Otherwise it sounds weird. Kinda like asking for " a special integer ".

Math is like driving a car without a map.
You dont know where you will end up. But if you want to end up somewhere you have too start , stop and drive.

I hope my metaphor is understood.

Yea I know, the question is a bit unclear and is because I don't exatly know what to ask..or how to ask it. I'm a bit confused about this problem but it is very interesting for me and I think it can be important for oher things I'm doing.

I assume you are still young. You dont have to tell me about your age but I suspect it.
Hope you dont mind me saying.

regards

tommy1729

Don't worry I'm enough young (but not very very young)
Maybe you feel more my lack of knowledge on some really basic topics...I don't study math at school probably thats why.

[MphLee]

Update: I voted for the closure of the question on MSE because it is not clear at all.

[Catullus]

A-\( A(x)=max(x,1)-1 \)        only if \( x \in \mathbb{N} \)
B-\( A(x) \) is not discontinuous

\(\forall n\in\Bbb N\max(n,1)-1=n-1\)
Defining \(A(x)\) as \(x-\sin(x*\pi)-1\) might work.
Can someone please tell me a special integer?

[MphLee]

This will work, but is not really what I was looking for in my question. Back in the days my mind was really foggy on this problem because I wasn't able to phrase the real problem I had in mind.

Here indeed your solution  \((x-1)-\sin(x\pi)\) is correct.


But probably I was looking for somethign like a smooth approximation of \(T(x)\sim \max(x,1)-1\)  and then the family \(T_\theta=T(x)+\theta(x)\) for \(\theta(x+1)=\theta(x)\) and \(\theta(n)=0\) for each \(n\in\mathbb Z\).
So Tommy's solution fits better since \(\max(x,1)-1=\lim_{k\to\infty} \frac{(x-1)+(x-1){\rm tanh}(k(x-1))}{2} \)

Here Tommy's approximation for \(k=6\)


Here then \(T_\theta(x)=\frac{(x-1)+(x-1){\rm tanh}(k(x-1))}{2} + \lambda \sin(x\pi)\) for \(\lambda=0.2\)


After all this years I have to think more about this and see if those approximations can be useful for my endgame...
One day I'll post something about it.

[Catullus]

After all this years I have to think more about this and see if those approximations can be useful for my endgame...

Your endgame?
Endgame of what?

[MphLee]

Excuse me, I mean that I'm not sure anymore that those approximations are useful for the purpose of my research.

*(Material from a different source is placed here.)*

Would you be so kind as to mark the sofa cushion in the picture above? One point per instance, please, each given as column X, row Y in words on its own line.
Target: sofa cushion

I'm, and I was, researching about a far reaching generalization of hyperoperations. I don't know your background so I'll make it self-contained. I'm studying special functions of the kind \({\bf g}:J\to X\) and maps of kind \(\rho:X\to \mathbb N \) for \(J\) a dynamical system. That means that fixing a \(\rho\) of that kind we can send each \(\bf g\) to a map \(\rho{\bf g}:J\to \mathbb N\). Here in this post, 8 years ago, I was initiating the study, with scarce success, of functions \(f:J\to \mathbb N\) that are of the form \(f=\rho{\bf g}\).

[Catullus]

But probably I was looking for somethign like a smooth approximation of \(T(x)\sim \max(x,1)-1\)  and then the family \(T_\theta=T(x)+\theta(x)\) for \(\theta(x+1)=\theta(x)\) and \(\theta(n)=0\) for each \(n\in\mathbb Z\).

Log(sqrt(2),sqrt(2)^x+sqrt(2))-1 is a smooth approximation of max(x,1)-1.

[MphLee]

Catullus, this option was already pointed back then. It is the common representation of the tropical operation. max, as as the "Litvinov-Maslov dequantization" of the bennet preaddition.